Лесли Эпстайн - Сан-Ремо-Драйв
Ошеломленная Лотта сказала:
— Неправда, Бартон. Мы отдали его хорошей семье в Сан-Франциско.
— Ты усыпила Сэмми! Ты его собаку любила! Ахилла! Фашистскую собаку! Ты никогда не любила Сэмми!
По выражению лица, по тому, как она отвела взгляд и прикусила губу, я понял, что на этот раз сенатор Маккарти не ошибся с обвинением. Бедняга Сэмми!
Бартон еще не кончил.
— Это умышленное убийство, — выкрикивал он. — И ты растратила все мои деньги! Ты виновата! Я все понимаю. Я все знаю. У меня все в голове. Это тебе надо к сумасшедшему врачу!
Он выбежал из комнаты. Мы, Лотта и я, услышали, как он сбегает по лестнице. Потом услышали, как хлопнула тяжелая парадная дверь.
Мать лежала на диване. Она запахнула на груди раскрывшийся халат.
— Бартону будет трудно расстаться с этим домом, — сказала она. — Ведь он о своем детстве говорит, не о собаке. А здесь, конечно, много красивых вещей: ковры, фарфор, картины Сойера. Ох, и рояль! Мой рояль! Отдать их… Ужас.
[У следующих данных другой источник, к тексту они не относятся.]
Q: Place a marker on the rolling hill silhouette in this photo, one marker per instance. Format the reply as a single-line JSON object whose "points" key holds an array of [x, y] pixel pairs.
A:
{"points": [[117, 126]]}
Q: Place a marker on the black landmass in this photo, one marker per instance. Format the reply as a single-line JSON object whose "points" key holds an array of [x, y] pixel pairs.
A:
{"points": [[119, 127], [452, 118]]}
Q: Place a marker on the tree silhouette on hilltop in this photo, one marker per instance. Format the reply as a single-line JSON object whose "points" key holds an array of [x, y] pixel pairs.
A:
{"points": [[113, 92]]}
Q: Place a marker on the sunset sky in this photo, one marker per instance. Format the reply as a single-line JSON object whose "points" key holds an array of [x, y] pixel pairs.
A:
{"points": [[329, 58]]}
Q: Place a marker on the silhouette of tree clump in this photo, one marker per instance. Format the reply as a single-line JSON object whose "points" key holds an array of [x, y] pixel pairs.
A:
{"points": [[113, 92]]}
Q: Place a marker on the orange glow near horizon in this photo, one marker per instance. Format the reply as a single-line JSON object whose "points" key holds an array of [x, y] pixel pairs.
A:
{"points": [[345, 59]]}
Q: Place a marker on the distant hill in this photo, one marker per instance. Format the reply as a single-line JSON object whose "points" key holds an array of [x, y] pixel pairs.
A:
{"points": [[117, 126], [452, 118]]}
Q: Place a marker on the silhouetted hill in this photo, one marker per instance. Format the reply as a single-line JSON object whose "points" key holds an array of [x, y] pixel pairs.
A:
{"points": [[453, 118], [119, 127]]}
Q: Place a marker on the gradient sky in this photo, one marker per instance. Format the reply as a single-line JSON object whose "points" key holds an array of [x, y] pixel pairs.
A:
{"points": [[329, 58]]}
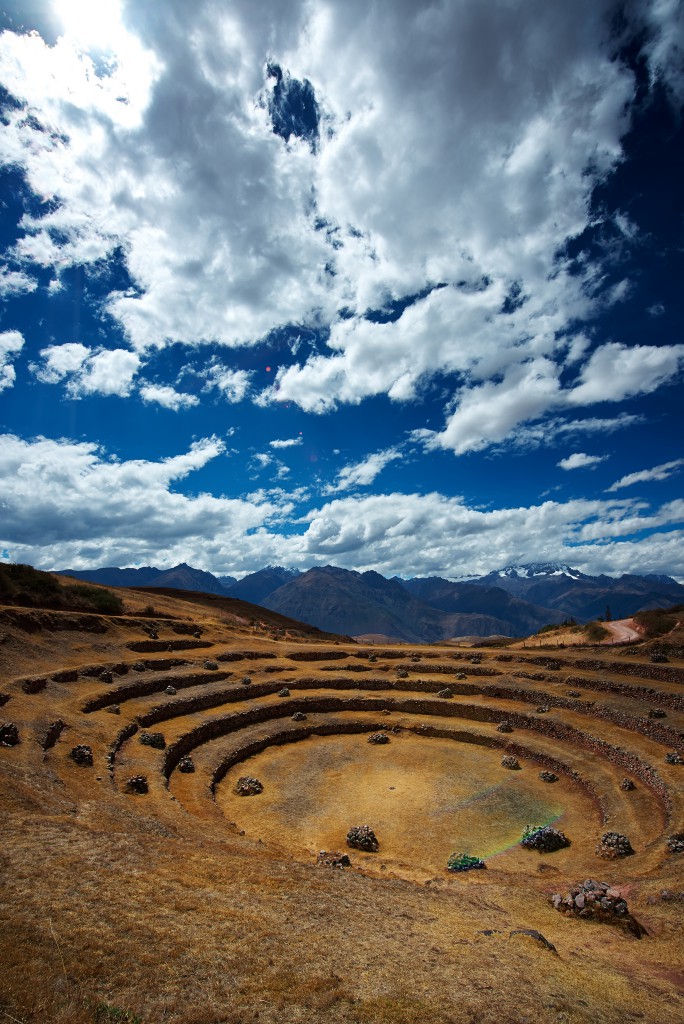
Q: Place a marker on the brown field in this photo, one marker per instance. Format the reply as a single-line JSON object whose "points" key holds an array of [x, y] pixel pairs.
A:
{"points": [[193, 905]]}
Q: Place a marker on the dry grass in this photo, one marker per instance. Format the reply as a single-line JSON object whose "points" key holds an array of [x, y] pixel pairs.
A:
{"points": [[117, 909]]}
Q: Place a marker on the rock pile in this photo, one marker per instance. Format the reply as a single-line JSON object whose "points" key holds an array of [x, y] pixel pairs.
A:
{"points": [[613, 845], [9, 734], [333, 859], [137, 784], [155, 739], [362, 838], [464, 862], [248, 786], [676, 843], [82, 755], [599, 901], [545, 839]]}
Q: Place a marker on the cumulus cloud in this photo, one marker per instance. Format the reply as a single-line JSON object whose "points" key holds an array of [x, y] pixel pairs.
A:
{"points": [[579, 460], [168, 155], [68, 504], [614, 372], [362, 473], [167, 396], [62, 508], [15, 283], [231, 384], [286, 442], [660, 472], [11, 342], [101, 371]]}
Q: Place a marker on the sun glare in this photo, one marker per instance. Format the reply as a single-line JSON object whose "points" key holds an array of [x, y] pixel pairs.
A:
{"points": [[92, 26]]}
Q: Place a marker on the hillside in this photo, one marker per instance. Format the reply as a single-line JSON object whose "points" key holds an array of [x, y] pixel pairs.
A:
{"points": [[184, 902]]}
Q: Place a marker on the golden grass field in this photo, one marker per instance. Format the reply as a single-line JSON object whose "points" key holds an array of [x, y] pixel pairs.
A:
{"points": [[191, 906]]}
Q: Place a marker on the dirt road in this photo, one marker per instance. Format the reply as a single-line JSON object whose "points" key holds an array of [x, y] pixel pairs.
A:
{"points": [[623, 630]]}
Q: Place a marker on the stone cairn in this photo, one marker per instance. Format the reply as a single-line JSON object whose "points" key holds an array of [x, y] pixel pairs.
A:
{"points": [[9, 734], [613, 845], [362, 838], [248, 786], [545, 839], [155, 739], [464, 862], [333, 859], [137, 784], [598, 901], [82, 756], [676, 843]]}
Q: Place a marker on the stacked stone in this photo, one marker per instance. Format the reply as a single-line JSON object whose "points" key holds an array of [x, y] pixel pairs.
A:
{"points": [[599, 901], [333, 859], [9, 734], [82, 755], [137, 784], [544, 839], [248, 786], [155, 739], [676, 843], [613, 845], [362, 838]]}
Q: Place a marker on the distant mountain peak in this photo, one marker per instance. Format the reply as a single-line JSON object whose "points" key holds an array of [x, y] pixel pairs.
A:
{"points": [[531, 569]]}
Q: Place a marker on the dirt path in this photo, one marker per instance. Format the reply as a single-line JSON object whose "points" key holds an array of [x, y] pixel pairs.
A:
{"points": [[623, 630]]}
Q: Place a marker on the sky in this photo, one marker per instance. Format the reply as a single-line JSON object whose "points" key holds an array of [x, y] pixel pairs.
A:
{"points": [[390, 286]]}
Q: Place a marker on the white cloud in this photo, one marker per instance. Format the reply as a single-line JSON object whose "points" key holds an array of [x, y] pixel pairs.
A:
{"points": [[660, 472], [62, 507], [11, 342], [102, 371], [167, 155], [362, 473], [60, 361], [286, 442], [15, 283], [488, 413], [168, 396], [232, 384], [614, 372], [579, 460]]}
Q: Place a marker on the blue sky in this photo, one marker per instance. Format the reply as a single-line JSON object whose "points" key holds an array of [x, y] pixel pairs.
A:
{"points": [[392, 286]]}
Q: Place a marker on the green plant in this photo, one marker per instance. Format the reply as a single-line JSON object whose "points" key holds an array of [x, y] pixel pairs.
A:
{"points": [[107, 1014]]}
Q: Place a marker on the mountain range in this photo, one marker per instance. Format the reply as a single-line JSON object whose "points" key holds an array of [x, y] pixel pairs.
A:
{"points": [[514, 601]]}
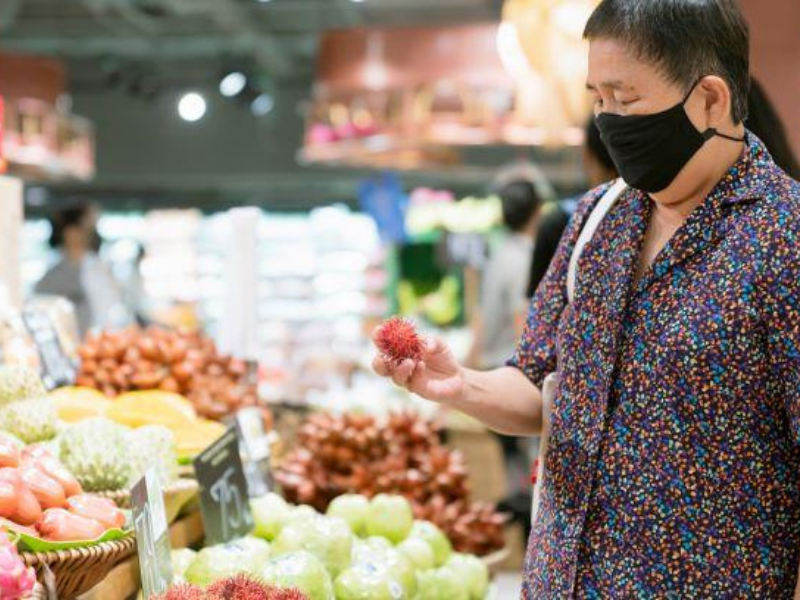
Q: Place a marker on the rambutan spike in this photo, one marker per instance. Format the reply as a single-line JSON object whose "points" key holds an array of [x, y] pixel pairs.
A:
{"points": [[182, 591], [397, 340], [239, 587], [290, 594]]}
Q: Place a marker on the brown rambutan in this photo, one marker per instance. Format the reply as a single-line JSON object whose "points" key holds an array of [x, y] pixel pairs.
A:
{"points": [[397, 340], [182, 591]]}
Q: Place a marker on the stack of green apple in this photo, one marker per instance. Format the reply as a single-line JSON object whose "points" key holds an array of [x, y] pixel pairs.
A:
{"points": [[360, 550]]}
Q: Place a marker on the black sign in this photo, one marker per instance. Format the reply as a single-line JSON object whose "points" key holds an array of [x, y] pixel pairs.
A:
{"points": [[57, 368], [223, 490], [152, 535]]}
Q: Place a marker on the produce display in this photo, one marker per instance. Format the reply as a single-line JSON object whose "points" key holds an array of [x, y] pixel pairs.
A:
{"points": [[16, 580], [141, 409], [322, 558], [235, 587], [40, 497], [106, 456], [171, 361], [338, 455]]}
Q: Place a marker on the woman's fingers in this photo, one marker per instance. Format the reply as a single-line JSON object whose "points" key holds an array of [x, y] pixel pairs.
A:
{"points": [[402, 373], [380, 366]]}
— Так не отдавай. И я не хочу расставаться с этим домом. Так же, как Барти.
— Ричард, родной, ты предпочитаешь остаться здесь? Или учиться в Йеле?
Я не ответил, и тогда она сказала:
— По правде говоря, мне его не жалко. В глубине души. Мы не были здесь семьей. Что мы делали после ужина? Я уходила сюда и читала. Норман уходил в библиотеку работать. Бартон изводил бумагу или качался на кровати. Ты уходил рисовать или смотреть новый телевизор. Артур с Мэри жили лучше, чем мы.
Я повернулся к двери.
— О брате не беспокойся, — сказала мне вслед Лотта. — Он вернется до темноты.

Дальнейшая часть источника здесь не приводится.